Adesso si fa sul serio. L’Italia di Conte vede diramarsi il polverone mediatico sollevato dalle novità e da un debutto coi fiocchi per andare ad Oslo a giocarsi la prima partita delle qualificazioni agli Europei del 2016. Sembra passato un secolo da quel pomeriggio brasiliano in cui la sconfitta contro l’Uruguay decretò l’eliminazione degli azzurri dal mondiale, eppure non sono passati nemmeno 3 mesi. Giorni intensi, carichi di novità e di speranze. I giorni della rivoluzione. Di quella apparente, che c’è stata, e di quella profonda, che ancora una volta è mancata. Dall’elezione di Tavecchio all’arrivo di Conte, passando per la presenza costante e ansiosa del presidente della Lazio Lotito, in una veste perlomeno insolita.
E ora si fa sul serio. Senza l’entusiasmo di un San Nicola stracolmo di gente, che dimostra quanto il profondo Sud abbia fame di un calcio che vede però sempre più lontano. E senza la sicurezza che ti può dare il giocare una partita amichevole, dove non ci sono punti preziosi in palio. Conte ci mette del suo: ancora fuori Balotelli, dentro Immobile e Zaza, premiati per l’ottima partita contro gli Orange. Noi, italiani, siamo quasi abituati alle prestazioni sotto tono contro le nazionali che non presentano in formazione grandi nomi. Quasi come se fosse normale sottovalutare avversari che poi, però, danneggiano il tuo ranking, ti escludono dalle teste di serie di una grande competizione, e te la pregiudicano. Eravamo anche abituati a far bene nei grandi eventi, ma eccezion fatta per l’europeo 2012 sembra un’abitudine persa. Perché troppo spesso ci dimentichiamo che quei venerdì e martedì che interrompono la routine di campionato e coppe in realtà servono a creare il substrato del sogno che si realizzerà (o meno) nelle Estati caldissime.

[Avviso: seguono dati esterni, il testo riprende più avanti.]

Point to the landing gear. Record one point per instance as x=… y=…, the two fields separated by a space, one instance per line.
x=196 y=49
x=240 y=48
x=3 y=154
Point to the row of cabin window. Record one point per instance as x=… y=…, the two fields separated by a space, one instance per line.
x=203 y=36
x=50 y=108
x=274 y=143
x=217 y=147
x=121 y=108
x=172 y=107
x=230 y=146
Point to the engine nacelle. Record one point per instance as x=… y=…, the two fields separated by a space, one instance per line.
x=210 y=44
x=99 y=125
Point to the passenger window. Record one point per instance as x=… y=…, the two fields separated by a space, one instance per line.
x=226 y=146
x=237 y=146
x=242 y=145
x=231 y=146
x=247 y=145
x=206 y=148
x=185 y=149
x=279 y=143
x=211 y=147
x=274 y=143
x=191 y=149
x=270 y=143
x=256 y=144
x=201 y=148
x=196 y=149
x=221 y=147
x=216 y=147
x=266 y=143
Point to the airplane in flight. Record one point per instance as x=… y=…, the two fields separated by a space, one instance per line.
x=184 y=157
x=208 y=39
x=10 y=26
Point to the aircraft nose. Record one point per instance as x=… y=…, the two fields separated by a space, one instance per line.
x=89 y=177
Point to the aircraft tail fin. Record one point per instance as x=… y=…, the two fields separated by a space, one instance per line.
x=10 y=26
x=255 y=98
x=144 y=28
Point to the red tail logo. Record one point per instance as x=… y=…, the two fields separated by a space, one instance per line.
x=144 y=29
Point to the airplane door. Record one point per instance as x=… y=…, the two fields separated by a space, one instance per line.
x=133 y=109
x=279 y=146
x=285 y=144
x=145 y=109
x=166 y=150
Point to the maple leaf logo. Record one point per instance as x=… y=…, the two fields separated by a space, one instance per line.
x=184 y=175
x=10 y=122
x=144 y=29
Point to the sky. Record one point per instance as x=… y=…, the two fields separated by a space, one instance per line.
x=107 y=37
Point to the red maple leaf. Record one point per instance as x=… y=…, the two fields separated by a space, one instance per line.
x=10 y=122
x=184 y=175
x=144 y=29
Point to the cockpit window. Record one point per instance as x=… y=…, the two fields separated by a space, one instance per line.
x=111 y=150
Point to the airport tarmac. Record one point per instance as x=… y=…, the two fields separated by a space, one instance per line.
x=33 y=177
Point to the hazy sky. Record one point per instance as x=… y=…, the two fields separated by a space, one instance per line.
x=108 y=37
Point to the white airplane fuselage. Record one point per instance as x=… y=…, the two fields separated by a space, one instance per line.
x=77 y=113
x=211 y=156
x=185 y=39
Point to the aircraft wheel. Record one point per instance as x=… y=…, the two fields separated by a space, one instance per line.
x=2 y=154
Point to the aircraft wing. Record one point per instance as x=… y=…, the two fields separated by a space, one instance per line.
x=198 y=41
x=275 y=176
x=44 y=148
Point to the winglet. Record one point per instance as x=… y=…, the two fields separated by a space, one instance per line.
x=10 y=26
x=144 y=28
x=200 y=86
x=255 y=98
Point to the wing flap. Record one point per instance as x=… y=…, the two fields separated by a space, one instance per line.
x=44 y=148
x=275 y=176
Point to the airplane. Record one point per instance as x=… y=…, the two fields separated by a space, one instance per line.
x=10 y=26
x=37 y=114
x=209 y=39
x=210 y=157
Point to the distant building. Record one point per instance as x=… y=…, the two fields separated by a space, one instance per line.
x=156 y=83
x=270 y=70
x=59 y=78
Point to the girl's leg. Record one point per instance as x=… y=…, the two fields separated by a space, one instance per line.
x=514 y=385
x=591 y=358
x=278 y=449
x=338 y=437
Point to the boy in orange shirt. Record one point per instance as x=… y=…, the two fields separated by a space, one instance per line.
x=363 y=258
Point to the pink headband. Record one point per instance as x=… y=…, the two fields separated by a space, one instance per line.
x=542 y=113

E allora si riparte da una fredda serata di un martedì sera ad Oslo. E da qualche bella speranza. Da Immobile, Zaza, Florenzi, Parolo, e da un allenatore che sembra aver convinto proprio tutti. Ogni tassello al posto giusto. Tranne uno, però, che per il momento sembra non combaciare con tutti gli altri, pur rimanendo nel silenzio di una parlata abruzzese per ora evitata. Quel Marco Verratti che fu l’unica nota positiva di un mondiale disastroso. Siederà in panchina, così come ha fatto contro l’Olanda. Pare che non ci sia posto in questa Italia per uno come lui. Nemmeno dopo l’arrivo di Tavecchio, Lotito e Conte. Nemmeno lui riesce a trovare collocazione a Marco Verratti. Uno che con i piedi sa fare quello che vuole, e che magari quella maglia l’aveva anche conquistata qualche mese fa, nell’afa brasiliana. Troppo lontana da una giornata norvegese. Almeno questo è l’augurio.